Holding: The Court held that, under the cost-plus contracts and purchase arrangements, the contractors — not the United States — were the legal purchasers of the lumber and therefore subject to Alabama’s sales tax.

Real World Impact:
  • Allows states to collect sales taxes from contractors buying materials for federal projects.
  • Makes contractors, not the Government, legally responsible when they order and pay for supplies.
  • Limits claims that government reimbursement alone creates federal tax immunity.
Topics: state sales tax, government construction contracts, contractor purchases, federal tax immunity

Summary

Background

King and Boozer sold lumber to private contractors who were building an Army camp under cost-plus contracts with the United States.
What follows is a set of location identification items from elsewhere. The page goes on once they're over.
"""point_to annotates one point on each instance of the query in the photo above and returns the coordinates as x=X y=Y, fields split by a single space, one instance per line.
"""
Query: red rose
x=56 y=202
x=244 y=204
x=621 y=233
Alabama’s law imposed a 2% sales tax on sellers but required sellers to add and collect the tax from the purchaser. The contractors ordered and paid for the lumber, were later reimbursed by the Government, and the state assessed the tax on the transaction.

Reasoning

The core question was whether the transaction was effectively a Government purchase immune from state tax. The Court examined the contract terms and the actual practice: contractors bought in their own names, the orders stated they did not bind the United States, contractors paid the sellers, and the Government merely reimbursed them after delivery and acceptance. The Court concluded the contractors were the legal purchasers under Alabama law, so the tax legally fell on them rather than on the United States, and did not violate federal immunity.

Real world impact

The decision affirms that states may collect such taxes from private contractors who order and pay for materials for federal projects when the contract makes the contractor the purchaser. It rejects the idea that the Government’s reimbursement or inspection automatically makes the Government the buyer for tax purposes. Congress has not enacted special protections for cost-plus contractors, so affected parties rely on this constitutional ruling and on any future federal legislation.